Irgendwo zwischen Pro-Pain, M.O.D. und weiteren Hardcore-Groove-Bands pendelt sich auch „Depraved Indifference“ ein. Rob legt auch hier Wert auf stimmliche Varianz und bietet vom derben Thrash-Geshoute bis hin zu halb gesprochenen Passagen alles dar. Und ja, „Walking Dead“, wie passend, wenn die Untoten erst langsam sich dahin schleppend die Blutspur aufnehmen und zu reißenden Bestien wandeln – genau wie dieser Song, denn erst wird gemächlich mit Moskwalk eingestimmt, bevor dann die Hölle ausbricht und die Doublebass im Dauerfeuer von den fulminant schreddernden Äxten begleitet den sicherlich live aufkommenden Pit mit Aggro-Input füttert.

Generation Kill bieten jetzt aber nicht nur blanke Thrashcore-Rohkost, sondern gehen „Down“ zur Alternative-Stage und doomen mit „Section 8“ irgendwo zwischen eben Down und vor allem C.O.C – das hätte man den Jungs nach den bisherigen Höreindrücken so sicherlich kaum zugetraut – intensiv, langsam, brutal und so freilich eine positive Ausnahmeerscheinung dieser Scheibe. „Dark Days“ geht da wieder in die andere Richtung und langweilt – nichts gegen eine Ballade (inspiriert durch Pantera oder was?), und wenn auch Rob es versteht, richtig viele Emotionen seinen Stimmbändern zu entlocken, so wird der Fluss der Scheibe durch den mehr als fünf Minuten langen Track überflüssigerweise und empfindlich gestört.

Und weil es auch drauf ist, gibt es noch ein paar Worte zum Nine Inch Nails-Cover „Wish“. Die monotone Rifffolge sowie das „Industrial“-mäßige Schlagzeug werden aufrecht erhalten, Rob grunzt in seiner ureigenen Art und Weise, aber unterm Strich bleibt es eine nette, durchaus hörbare Interpretation, doch das Original können auch Generation Kill nicht einholen - netter Effekt, und zum Glück auch am Ende des Albums.

„Thrash or be Damned“ – noch ein Zitat aus dem Promoschreiben: Wer bisher die oben genannten Bands kannte, wer sich dieses Review durchgelesen hat, wer überhaupt sich auch nur annähernd für diese Art von Musik interessiert, zählt zu den Verdammten.
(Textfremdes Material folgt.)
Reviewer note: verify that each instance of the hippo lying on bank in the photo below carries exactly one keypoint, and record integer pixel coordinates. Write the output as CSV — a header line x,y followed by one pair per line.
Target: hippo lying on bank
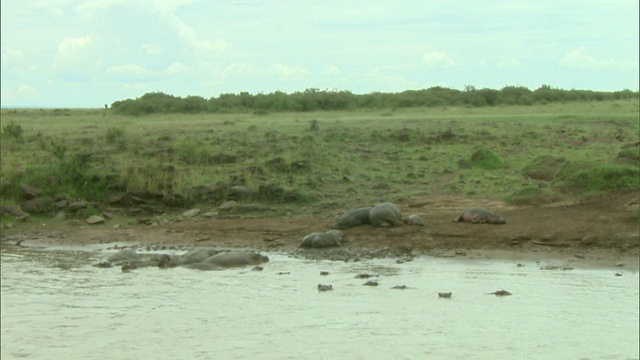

Thrash hin, Hardcore her, Generation Kill wärmen durch die Promi(unterstützungs)einbindung namens Rob Dukes ein Achtziger-Genre gut auf – nicht mit einer Mikrowelle für alte, übrig gebliebene Riffs und Hooks, Refrains und Altmeister, sondern sie hobeln wie selbstverständlich, mischen Hardcore mit Thrash, haben ohrenscheinlich sehr viel Spaß und würden ohne Dukes wohl keine Rolle spielen – schmerzhaft, aber bei der derzeitigen Marktlage nicht wirklich verwunderlich. Abwechslungsreich ist „Red White And Blood“ geworden, aber nicht immer harmonisch – weniger ist mehr und schon nuckeln alle Songs am roten Faden.